Há também algo de psicológico nisso.

Mudança de país

Quando se muda de país, perde-se a fricção e o ritmo que antes nos definiam. A deslocação para o trabalho, a política do escritório, o barulho. O que fica pode parecer simultaneamente pacífico e vazio. Fazer algo tangível restaura a sensação de peso. Um produto na mão. Uma etiqueta com o seu nome. Um cliente que envia uma mensagem a dizer que funcionou.

Nenhuma das mulheres que entrevistei fala de escala. Falam de encomendas repetidas. Sobre o abastecimento local quando possível. Falam de embalagens que não são um desperdício ou que são reutilizadas. Há cuidado nessas decisões. Um cuidado que reflecte uma mudança mais ampla que noto entre as famílias daqui: menos apetite pelo excesso, mais atenção aos ingredientes, materiais e origem.

Ligarmo-nos à comunidade

Portugal presta-se a esse ritmo. Os mercados em Loulé. As manhãs mais calmas. O facto de se poder falar com a pessoa que criou as galinhas ou que espremeu as azeitonas. Favorece a proximidade. Quando se vive mais perto da produção, é mais difícil ser abstrato em relação ao que se consome.

O que mais me interessa é a forma discreta como estas microeconomias funcionam. Não há comunicados de imprensa. Muitas vezes, não há um lançamento formal. Um vizinho menciona-o durante a recolha de alunos na escola. Um amigo marca alguém num grupo local do Facebook. Um rolo de papel circula. O crescimento é modesto e relacional.

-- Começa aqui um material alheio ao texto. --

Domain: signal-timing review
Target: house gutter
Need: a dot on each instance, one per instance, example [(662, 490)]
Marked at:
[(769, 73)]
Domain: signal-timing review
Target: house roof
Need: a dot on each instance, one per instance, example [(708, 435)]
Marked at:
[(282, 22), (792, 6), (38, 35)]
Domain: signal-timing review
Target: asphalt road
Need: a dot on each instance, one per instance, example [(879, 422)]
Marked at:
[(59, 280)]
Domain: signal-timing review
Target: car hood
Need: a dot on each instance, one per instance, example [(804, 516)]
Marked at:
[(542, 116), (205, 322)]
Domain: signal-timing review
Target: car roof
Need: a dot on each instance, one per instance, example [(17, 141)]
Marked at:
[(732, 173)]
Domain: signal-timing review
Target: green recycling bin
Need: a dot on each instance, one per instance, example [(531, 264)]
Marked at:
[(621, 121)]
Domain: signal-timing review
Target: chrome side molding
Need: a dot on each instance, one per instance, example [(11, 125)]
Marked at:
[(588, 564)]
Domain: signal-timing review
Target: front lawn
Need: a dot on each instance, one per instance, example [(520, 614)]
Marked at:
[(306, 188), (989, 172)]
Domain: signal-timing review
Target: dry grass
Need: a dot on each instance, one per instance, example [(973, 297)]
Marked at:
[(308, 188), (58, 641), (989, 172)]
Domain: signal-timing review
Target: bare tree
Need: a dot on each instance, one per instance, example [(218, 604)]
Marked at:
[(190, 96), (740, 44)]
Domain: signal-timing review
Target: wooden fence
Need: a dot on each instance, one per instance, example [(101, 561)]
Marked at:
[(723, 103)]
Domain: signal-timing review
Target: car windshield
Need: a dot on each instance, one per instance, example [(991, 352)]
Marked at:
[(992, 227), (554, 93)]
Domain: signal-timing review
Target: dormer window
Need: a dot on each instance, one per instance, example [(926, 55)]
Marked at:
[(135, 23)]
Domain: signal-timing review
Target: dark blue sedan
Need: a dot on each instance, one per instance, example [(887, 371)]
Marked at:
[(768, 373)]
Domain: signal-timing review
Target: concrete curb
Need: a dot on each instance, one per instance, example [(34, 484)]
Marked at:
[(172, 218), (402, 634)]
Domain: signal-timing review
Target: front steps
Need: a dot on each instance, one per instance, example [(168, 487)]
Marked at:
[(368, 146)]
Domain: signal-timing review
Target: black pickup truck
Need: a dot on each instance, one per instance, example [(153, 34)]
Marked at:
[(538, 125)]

Durante meses de reportagem sobre eles, comecei a vê-los como uma forma de integração. Não uma assimilação no sentido dramático, mas uma participação. Uma estrangeira que começa a vender caldo caseiro não está apenas a ganhar dinheiro. Está a entrar nas cadeias de abastecimento locais, a aprender os rótulos portugueses e a negociar com os proprietários das lojas. Passa a fazer parte do sistema quotidiano local.


Também há vulnerabilidade nisso. Um rendimento que depende do boca-a-boca. Regulamentos que podem parecer pouco claros. A preocupação silenciosa com as autoridades fiscais ou com a questão de saber se algo deve continuar a ser um hobby. Estas tensões convivem com o orgulho.

Quando saio daquelas mesas de cozinha, levo muitas vezes um pequeno embrulho para casa. Guloseimas para cães. Sabão. Um frasco de algo cuidadosamente fechado. O que fica comigo, no entanto, é a atmosfera. A firmeza. A sensação de que os grandes títulos económicos raramente captam os verdadeiros ajustamentos que estão a acontecer por baixo.

Portugal está a mudar, como a maioria dos lugares. Lentamente. Na habitação, na demografia, em quem escolhe construir uma vida aqui. Os sinais mais claros não são visíveis numa linha do horizonte. Por vezes, são medidos em colheres de chá e frascos de vidro.

Se olharmos com atenção para as mesas das cozinhas locais, podemos ver isso.